Recently I’ve been working on some automated workflows for Azure Security Center and Azure Sentinel. Following best practice, after initial development, all our Logic Apps and connectors are deployed using infrastructure as code and Azure DevOps. This allows us to deploy multiple instances across customer tenants at scale. Unfortunately, there is a manual step required when deploying some Logic Apps, and you will encounter this on the first run of your workflow.
This issue occurs because connector resources often utilise OAuth flows to allow access to the target services. We’re using Slack as an example, but this includes services such as Office 365, Salesforce and GitHub. Selecting the information prompt under the deployed connector display name will quickly open a login screen, with the process authorising Azure to access your service.
Microsoft provides a few options to solve this problem;
- Manually apply the settings on deployment. Azure will handle token refresh, so this is a one time task. While this would work, it isn’t great.
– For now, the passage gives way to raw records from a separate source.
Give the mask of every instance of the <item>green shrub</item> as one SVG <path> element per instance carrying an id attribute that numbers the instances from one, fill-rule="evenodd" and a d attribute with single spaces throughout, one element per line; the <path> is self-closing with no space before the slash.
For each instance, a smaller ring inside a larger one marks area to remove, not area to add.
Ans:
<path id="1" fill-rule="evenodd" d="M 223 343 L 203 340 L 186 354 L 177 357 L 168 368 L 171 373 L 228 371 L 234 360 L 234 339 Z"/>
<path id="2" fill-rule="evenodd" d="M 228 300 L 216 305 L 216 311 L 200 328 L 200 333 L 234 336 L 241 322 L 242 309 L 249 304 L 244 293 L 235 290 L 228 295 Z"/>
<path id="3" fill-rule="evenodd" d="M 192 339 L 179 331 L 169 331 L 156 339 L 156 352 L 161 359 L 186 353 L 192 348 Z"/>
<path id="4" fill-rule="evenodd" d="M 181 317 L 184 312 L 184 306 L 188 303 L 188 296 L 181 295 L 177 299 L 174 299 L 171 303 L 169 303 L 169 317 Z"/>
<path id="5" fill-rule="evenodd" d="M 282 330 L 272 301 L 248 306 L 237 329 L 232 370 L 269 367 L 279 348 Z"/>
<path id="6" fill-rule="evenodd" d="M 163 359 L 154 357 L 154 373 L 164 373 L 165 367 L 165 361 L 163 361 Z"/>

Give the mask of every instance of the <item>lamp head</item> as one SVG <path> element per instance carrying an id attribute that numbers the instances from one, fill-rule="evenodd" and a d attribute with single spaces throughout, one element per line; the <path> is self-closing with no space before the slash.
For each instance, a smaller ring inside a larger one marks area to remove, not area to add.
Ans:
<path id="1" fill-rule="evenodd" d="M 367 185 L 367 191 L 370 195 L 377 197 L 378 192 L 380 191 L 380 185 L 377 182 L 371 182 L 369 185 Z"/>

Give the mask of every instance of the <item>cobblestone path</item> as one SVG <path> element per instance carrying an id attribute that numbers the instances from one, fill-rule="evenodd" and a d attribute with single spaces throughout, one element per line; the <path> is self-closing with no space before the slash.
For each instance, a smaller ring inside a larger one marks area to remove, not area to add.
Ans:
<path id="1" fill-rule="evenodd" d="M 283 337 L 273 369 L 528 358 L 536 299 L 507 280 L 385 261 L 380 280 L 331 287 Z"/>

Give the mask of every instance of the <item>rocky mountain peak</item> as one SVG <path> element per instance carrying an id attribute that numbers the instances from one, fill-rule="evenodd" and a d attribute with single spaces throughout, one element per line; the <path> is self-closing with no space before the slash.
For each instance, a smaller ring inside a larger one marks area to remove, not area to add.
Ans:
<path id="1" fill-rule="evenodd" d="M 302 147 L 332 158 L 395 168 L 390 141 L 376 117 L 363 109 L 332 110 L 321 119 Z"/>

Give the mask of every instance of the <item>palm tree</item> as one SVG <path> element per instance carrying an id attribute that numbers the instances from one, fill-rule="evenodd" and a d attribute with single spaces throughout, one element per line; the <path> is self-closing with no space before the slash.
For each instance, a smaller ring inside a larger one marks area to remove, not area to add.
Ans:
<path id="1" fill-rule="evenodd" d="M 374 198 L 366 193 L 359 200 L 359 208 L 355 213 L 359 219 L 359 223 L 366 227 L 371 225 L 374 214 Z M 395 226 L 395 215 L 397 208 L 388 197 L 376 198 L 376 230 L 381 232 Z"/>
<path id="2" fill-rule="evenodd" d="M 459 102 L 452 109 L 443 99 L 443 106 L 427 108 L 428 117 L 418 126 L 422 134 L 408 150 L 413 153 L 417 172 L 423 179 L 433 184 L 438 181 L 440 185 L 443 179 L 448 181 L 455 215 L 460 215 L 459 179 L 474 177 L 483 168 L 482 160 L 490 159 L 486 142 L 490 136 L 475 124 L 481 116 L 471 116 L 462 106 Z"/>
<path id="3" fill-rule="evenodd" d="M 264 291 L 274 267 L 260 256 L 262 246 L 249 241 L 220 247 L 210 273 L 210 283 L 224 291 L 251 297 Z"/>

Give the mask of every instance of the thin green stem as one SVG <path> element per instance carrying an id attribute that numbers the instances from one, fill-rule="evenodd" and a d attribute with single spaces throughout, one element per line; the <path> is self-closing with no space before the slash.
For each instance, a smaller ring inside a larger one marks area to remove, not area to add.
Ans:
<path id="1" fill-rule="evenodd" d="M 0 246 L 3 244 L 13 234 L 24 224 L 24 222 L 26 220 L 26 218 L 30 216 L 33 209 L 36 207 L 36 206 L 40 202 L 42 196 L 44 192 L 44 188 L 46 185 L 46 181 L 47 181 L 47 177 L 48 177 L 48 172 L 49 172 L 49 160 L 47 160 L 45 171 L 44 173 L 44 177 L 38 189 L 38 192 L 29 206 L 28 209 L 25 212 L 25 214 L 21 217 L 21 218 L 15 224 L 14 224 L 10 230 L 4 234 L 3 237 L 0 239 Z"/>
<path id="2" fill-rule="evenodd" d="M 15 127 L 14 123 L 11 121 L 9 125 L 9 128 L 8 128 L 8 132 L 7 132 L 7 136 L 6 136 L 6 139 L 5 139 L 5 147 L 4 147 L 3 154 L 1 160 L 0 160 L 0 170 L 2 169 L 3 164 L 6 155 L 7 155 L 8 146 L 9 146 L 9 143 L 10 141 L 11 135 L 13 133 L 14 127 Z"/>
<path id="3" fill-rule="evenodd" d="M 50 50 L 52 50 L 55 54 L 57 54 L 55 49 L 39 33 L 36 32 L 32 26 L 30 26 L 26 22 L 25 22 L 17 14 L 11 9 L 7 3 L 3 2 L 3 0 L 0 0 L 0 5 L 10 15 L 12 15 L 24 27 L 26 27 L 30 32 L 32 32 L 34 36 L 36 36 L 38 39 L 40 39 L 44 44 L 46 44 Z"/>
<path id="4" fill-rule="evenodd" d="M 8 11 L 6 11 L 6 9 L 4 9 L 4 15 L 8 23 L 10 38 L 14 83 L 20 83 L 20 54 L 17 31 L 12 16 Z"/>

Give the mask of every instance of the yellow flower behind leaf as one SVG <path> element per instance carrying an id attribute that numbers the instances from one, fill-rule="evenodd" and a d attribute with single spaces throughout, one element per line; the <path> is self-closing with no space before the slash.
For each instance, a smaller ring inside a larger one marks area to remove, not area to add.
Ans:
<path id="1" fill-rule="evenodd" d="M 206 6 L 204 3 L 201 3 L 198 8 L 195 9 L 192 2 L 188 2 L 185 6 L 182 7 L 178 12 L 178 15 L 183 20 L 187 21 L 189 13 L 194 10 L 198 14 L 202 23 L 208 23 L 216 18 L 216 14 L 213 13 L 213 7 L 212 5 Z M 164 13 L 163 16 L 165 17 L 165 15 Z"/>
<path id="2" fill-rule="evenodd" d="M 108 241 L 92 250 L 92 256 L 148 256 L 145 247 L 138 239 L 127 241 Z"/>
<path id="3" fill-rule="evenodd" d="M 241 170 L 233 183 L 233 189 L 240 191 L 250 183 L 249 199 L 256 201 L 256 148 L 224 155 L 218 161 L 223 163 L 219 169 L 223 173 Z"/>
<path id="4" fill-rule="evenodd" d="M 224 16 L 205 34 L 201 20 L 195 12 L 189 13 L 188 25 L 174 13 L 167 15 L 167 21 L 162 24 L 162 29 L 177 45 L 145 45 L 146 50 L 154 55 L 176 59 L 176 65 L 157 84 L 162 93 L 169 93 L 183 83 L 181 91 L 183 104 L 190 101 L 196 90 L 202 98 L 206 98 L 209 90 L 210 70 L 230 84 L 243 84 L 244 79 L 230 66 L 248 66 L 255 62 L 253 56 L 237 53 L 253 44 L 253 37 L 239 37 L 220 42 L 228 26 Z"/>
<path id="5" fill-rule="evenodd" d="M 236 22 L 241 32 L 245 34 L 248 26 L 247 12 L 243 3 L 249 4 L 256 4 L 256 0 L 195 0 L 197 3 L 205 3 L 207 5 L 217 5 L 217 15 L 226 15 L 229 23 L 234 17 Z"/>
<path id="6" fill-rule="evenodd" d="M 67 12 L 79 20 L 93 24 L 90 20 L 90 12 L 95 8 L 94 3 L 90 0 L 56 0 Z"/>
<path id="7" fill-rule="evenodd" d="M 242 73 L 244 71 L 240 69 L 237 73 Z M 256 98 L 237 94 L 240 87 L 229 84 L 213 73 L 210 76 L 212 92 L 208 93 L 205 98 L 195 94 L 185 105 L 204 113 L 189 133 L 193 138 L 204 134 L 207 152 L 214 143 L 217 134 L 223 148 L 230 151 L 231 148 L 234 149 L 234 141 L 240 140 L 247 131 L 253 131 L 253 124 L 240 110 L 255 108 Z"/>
At Arinco, we try to avoid manual tasks wherever possible
- Pre-deploy connectors in advance. As multiple Logic Apps can utilise the same connector, operate them as a shared resource, perhaps owned by a platform engineering group.
- Operate a worker service account, with a browser holding logged-in sessions. Use DevOps tasks to interact and authorise the connection. This is the worst of the three solutions and prone to breakage.
A better way to solve this problem would be to sidestep it entirely. Enter app webhooks for Slack. Webhooks act as a simple method to send data between applications. These can be unauthenticated and are often unique to an application instance.
To get started with this method, navigate to the applications page at api.slack.com, create a basic application, providing an application name and a “development” workspace.
Next, enable incoming webhooks and select your channel.
Just like that, you can send messages to a channel without an OAuth connector. Grab the CURL that is provided by Slack and try it out.
Once you have completed the basic setup in Slack, the hard part is all done! To use this capability in a Logic App, add the HTTP task and fill out the details like so:O
You will notice here that the request body we are using is a JSON formatted object. Follow the Slack block kit and you can develop some really nice looking messages. Slack even provides an excellent builder service.
Completing our integration in this manner has a couple of really nice benefits – Avoiding the manual work almost always pays off.
- No Manual Integration, Hooray!
- Our branding is better. Using the native connector does not allow you to easily change the user interface, with messages showing as sent by “Microsoft Azure Logic Apps”
- Integration to the Slack ecosystem for further workflows. I haven’t touched on this here, but if you wanted to build automatic actions back to Logic Apps, using a Slack App provides a really elegant path to do this.